Opinion
December 31, 1991
Appeal from the Supreme Court, Clinton County (Plumadore, J.).
On May 10, 1985, defendant signed a document which plaintiff characterizes as a credit extension agreement. The agreement provides that plaintiff is to perform services as a freight forwarder and customs house broker and extend credit to defendant while handling defendant's shipments of merchandise at a variety of ports and locations. The agreement contained on its face the legend "shipments handled pursuant to terms and conditions of service on reverse side of our invoice".
This action is to recover upon an unpaid invoice. The complaint alleges that all of plaintiff's invoices refer to the credit extension agreement and state that those who utilize plaintiff's services consent to jurisdiction in the Supreme Court, Clinton County. Defendant moved pursuant to CPLR 3211 to dismiss the complaint for lack of personal jurisdiction, contending that it is a Florida corporation not doing business in New York and has no offices, employees, bank accounts or assets in this State, nor is there a contract between the parties which establishes venue in this State. Defendant asserts that plaintiff was relying solely upon the invoice which defendant had not signed, nor had defendant knowingly consented to New York as the venue for litigation. Supreme Court granted the motion, holding that defendant could not be bound by the terms of invoices or consent to jurisdiction by means of documents it had not yet seen, and that the record lacked evidence of any other contact with New York.

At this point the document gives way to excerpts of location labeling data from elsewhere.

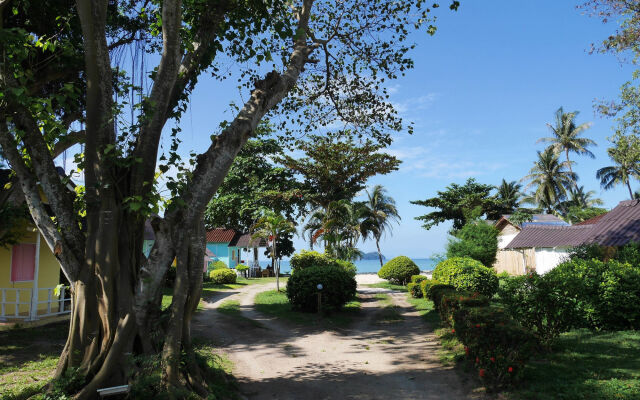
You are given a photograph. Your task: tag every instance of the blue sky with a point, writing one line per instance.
(481, 93)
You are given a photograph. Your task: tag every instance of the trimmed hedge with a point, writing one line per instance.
(414, 287)
(306, 259)
(467, 274)
(223, 276)
(338, 287)
(399, 270)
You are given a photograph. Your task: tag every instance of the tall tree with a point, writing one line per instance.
(625, 153)
(508, 196)
(62, 79)
(254, 182)
(550, 177)
(566, 136)
(460, 203)
(335, 169)
(379, 212)
(272, 227)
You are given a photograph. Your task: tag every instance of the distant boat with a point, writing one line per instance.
(372, 256)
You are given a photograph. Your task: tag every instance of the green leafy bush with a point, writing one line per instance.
(414, 288)
(426, 285)
(399, 270)
(306, 259)
(465, 273)
(477, 240)
(497, 346)
(537, 303)
(223, 276)
(606, 294)
(338, 287)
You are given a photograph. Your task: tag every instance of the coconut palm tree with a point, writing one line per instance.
(621, 173)
(272, 226)
(509, 195)
(566, 136)
(550, 178)
(378, 214)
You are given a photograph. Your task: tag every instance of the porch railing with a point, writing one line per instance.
(19, 304)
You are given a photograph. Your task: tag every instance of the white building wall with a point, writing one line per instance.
(549, 258)
(504, 240)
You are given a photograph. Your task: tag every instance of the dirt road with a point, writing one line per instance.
(371, 359)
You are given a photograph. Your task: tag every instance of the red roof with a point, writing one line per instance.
(221, 235)
(615, 228)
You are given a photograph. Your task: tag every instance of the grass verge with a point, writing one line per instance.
(276, 304)
(386, 285)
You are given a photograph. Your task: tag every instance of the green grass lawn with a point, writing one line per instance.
(386, 285)
(276, 304)
(583, 365)
(28, 358)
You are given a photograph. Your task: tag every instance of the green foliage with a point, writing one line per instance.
(254, 182)
(460, 203)
(334, 169)
(225, 275)
(426, 287)
(399, 270)
(338, 287)
(306, 259)
(219, 265)
(539, 305)
(498, 348)
(477, 240)
(606, 294)
(467, 274)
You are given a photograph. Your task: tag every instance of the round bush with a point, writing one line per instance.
(399, 270)
(338, 287)
(223, 276)
(465, 273)
(306, 259)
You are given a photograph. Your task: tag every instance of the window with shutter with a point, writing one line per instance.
(23, 262)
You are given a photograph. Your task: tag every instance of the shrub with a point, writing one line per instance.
(477, 240)
(452, 301)
(306, 259)
(537, 303)
(425, 287)
(465, 273)
(338, 287)
(223, 276)
(399, 270)
(498, 347)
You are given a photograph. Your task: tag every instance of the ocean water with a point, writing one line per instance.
(364, 266)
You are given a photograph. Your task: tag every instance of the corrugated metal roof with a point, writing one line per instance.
(550, 236)
(221, 235)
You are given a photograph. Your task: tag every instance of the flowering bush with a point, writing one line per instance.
(498, 347)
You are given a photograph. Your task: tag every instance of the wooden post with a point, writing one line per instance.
(33, 315)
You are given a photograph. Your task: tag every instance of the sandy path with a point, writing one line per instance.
(368, 360)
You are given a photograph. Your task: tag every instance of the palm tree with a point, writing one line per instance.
(380, 210)
(566, 136)
(617, 174)
(271, 226)
(509, 195)
(551, 178)
(584, 199)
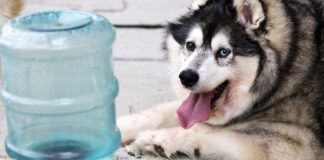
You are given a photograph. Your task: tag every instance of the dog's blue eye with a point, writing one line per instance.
(223, 53)
(190, 46)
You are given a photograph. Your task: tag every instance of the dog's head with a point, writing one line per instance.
(219, 61)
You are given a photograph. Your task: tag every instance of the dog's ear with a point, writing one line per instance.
(249, 13)
(197, 4)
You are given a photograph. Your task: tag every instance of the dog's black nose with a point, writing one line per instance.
(189, 78)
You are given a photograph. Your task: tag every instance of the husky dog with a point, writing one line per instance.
(250, 77)
(9, 9)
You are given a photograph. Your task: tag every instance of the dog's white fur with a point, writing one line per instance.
(160, 124)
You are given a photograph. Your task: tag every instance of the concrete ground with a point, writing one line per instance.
(140, 64)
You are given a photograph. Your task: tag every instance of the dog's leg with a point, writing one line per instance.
(161, 116)
(250, 142)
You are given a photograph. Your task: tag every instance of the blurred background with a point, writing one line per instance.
(139, 62)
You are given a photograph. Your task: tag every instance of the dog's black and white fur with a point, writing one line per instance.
(263, 61)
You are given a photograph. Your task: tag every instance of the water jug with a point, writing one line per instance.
(58, 86)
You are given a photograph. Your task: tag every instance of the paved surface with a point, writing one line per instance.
(140, 64)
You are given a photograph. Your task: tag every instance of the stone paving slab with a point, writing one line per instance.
(142, 85)
(125, 12)
(139, 44)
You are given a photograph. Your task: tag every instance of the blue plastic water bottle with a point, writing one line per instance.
(59, 87)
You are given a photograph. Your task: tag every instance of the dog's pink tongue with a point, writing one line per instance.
(195, 109)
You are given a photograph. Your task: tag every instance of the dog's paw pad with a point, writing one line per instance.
(133, 150)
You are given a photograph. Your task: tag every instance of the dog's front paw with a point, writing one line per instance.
(168, 143)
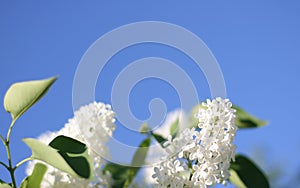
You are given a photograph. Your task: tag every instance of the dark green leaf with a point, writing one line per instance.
(68, 145)
(246, 120)
(64, 155)
(4, 185)
(174, 128)
(160, 139)
(244, 173)
(21, 96)
(35, 179)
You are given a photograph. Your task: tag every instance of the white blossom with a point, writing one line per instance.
(207, 150)
(93, 125)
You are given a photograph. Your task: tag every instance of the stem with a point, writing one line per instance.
(22, 162)
(2, 139)
(10, 167)
(6, 143)
(3, 164)
(9, 130)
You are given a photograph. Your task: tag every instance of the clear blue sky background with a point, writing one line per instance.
(256, 43)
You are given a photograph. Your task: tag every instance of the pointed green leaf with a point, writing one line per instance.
(119, 173)
(244, 173)
(21, 96)
(35, 179)
(141, 153)
(246, 120)
(4, 185)
(75, 153)
(174, 128)
(193, 120)
(138, 160)
(69, 160)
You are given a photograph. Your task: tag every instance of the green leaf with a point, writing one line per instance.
(4, 185)
(160, 139)
(244, 173)
(193, 120)
(174, 128)
(141, 153)
(35, 179)
(246, 120)
(144, 128)
(119, 173)
(21, 96)
(63, 153)
(138, 160)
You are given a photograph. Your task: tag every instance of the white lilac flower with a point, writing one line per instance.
(91, 123)
(208, 150)
(170, 173)
(176, 115)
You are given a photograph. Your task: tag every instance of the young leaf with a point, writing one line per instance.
(21, 96)
(4, 185)
(63, 153)
(138, 160)
(160, 139)
(35, 179)
(246, 120)
(141, 153)
(244, 173)
(193, 120)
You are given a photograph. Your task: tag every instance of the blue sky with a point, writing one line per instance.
(256, 44)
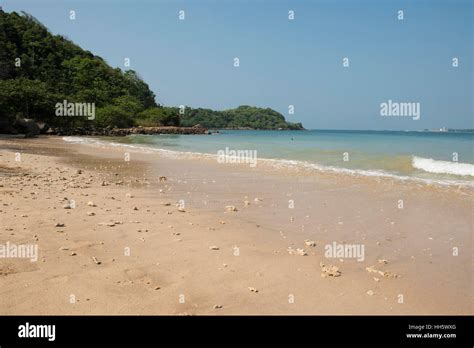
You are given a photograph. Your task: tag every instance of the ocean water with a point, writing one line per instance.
(441, 157)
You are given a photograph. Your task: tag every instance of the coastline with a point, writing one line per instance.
(171, 249)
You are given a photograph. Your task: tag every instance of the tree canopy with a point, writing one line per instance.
(39, 70)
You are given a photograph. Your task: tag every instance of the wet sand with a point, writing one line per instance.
(127, 248)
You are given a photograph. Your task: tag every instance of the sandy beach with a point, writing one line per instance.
(143, 233)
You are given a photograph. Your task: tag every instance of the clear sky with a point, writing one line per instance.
(285, 62)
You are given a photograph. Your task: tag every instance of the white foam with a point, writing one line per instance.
(442, 167)
(283, 163)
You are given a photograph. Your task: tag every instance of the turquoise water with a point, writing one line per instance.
(426, 155)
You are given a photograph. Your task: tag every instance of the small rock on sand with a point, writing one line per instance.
(329, 270)
(230, 208)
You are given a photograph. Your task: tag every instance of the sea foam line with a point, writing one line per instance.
(276, 163)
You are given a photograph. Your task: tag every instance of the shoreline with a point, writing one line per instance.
(172, 251)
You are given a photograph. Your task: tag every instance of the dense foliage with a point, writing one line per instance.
(242, 117)
(39, 70)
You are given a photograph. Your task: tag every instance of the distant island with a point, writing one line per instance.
(45, 79)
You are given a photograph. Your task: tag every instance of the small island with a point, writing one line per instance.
(50, 85)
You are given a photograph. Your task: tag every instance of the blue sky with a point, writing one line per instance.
(286, 62)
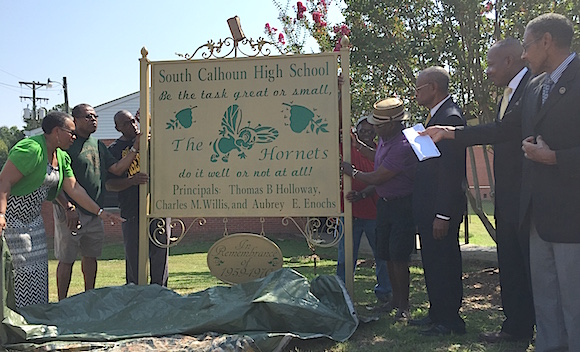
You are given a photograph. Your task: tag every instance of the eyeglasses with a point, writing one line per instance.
(129, 122)
(71, 133)
(422, 86)
(91, 116)
(366, 131)
(527, 45)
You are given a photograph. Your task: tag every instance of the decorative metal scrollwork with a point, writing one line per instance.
(225, 47)
(160, 227)
(317, 233)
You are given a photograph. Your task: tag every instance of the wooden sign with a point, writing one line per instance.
(245, 137)
(243, 257)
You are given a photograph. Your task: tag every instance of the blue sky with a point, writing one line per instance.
(97, 44)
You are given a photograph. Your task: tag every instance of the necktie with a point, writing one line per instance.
(546, 87)
(428, 119)
(505, 100)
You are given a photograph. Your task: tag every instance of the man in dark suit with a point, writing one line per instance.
(550, 198)
(505, 68)
(438, 206)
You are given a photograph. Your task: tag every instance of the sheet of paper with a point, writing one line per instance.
(423, 146)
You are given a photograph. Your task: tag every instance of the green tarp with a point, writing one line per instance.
(267, 310)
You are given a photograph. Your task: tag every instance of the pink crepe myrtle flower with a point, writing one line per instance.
(300, 9)
(317, 17)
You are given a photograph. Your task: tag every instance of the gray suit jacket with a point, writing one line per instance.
(551, 193)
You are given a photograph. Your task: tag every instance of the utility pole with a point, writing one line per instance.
(33, 85)
(64, 86)
(65, 95)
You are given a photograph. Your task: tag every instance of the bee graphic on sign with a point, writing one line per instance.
(234, 138)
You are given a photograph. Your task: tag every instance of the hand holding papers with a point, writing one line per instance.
(423, 146)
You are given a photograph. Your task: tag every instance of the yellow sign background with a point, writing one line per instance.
(245, 137)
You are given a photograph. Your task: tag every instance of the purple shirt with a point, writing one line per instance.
(396, 155)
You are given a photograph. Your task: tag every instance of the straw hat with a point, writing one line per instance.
(388, 110)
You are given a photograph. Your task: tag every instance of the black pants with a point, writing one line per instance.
(443, 269)
(514, 277)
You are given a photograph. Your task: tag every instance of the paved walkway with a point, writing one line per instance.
(468, 252)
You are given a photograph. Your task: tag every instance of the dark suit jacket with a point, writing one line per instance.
(439, 182)
(551, 193)
(505, 134)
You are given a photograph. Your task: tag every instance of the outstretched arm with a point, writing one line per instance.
(9, 176)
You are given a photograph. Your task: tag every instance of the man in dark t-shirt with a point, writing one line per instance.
(76, 229)
(128, 188)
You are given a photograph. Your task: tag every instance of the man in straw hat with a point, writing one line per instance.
(392, 178)
(438, 206)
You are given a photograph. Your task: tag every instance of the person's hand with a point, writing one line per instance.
(353, 138)
(537, 150)
(438, 133)
(139, 178)
(111, 218)
(353, 196)
(137, 142)
(346, 168)
(440, 228)
(72, 218)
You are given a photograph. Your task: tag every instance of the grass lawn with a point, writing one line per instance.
(188, 273)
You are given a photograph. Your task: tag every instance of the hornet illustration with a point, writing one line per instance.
(302, 117)
(240, 139)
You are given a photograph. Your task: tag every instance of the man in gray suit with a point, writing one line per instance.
(550, 199)
(505, 68)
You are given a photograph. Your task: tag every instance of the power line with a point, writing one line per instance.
(8, 73)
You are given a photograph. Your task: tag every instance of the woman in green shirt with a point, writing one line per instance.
(37, 169)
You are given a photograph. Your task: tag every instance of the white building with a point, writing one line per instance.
(106, 111)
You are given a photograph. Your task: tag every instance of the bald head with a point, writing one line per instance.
(437, 75)
(504, 61)
(126, 124)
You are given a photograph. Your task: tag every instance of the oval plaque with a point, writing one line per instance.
(243, 257)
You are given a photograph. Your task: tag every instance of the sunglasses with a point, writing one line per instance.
(70, 132)
(91, 116)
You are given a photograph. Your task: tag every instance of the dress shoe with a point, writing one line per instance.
(402, 315)
(440, 330)
(500, 336)
(421, 322)
(380, 307)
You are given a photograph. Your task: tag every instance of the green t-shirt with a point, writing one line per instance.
(30, 158)
(90, 161)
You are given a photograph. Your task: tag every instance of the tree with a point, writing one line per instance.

On this appeal, plaintiff contends that the affidavit of Ernest Dossin, its vice-president of credit and collections, established that it had handled over 30 shipments for defendant, that defendant had paid each invoice submitted, and that all of its invoices contained the provision providing for consent to jurisdiction in New York. Plaintiff argues that all of the invoices were received and paid by defendant without objection, thereby forming a binding contract between the parties which incorporated the invoice terms.
We initially observe that while both parties discuss the invoices, neither one has placed a copy into this record. In addition, while defendant states that it has not signed the invoices, nothing in the record suggests that it had not seen the invoices or that it was unaware of the nature of the terms thereon during the parties' extended course of business using the invoice form. Here, the original agreement between the parties specifically referred to the invoice terms and conditions. Similar forum designation clauses have been upheld as valid even for a single transaction (Carnival Cruise Lines v Shute, 499 US ___, 111 S Ct 1522). Other than the conclusory statement by its president that defendant did not knowingly consent to the venue of litigation with plaintiff in New York and that it did not sign the invoice, defendant has not addressed its extended business relationship with plaintiff in which the invoice was used throughout. Defendant has failed to sustain its burden to establish either the invalidity of the clause in the invoice or its nonapplicability to the subject action.
Mikoll, Yesawich Jr., Levine and Mercure, JJ., concur. Ordered that the order is reversed, on the law, with costs, and motion denied.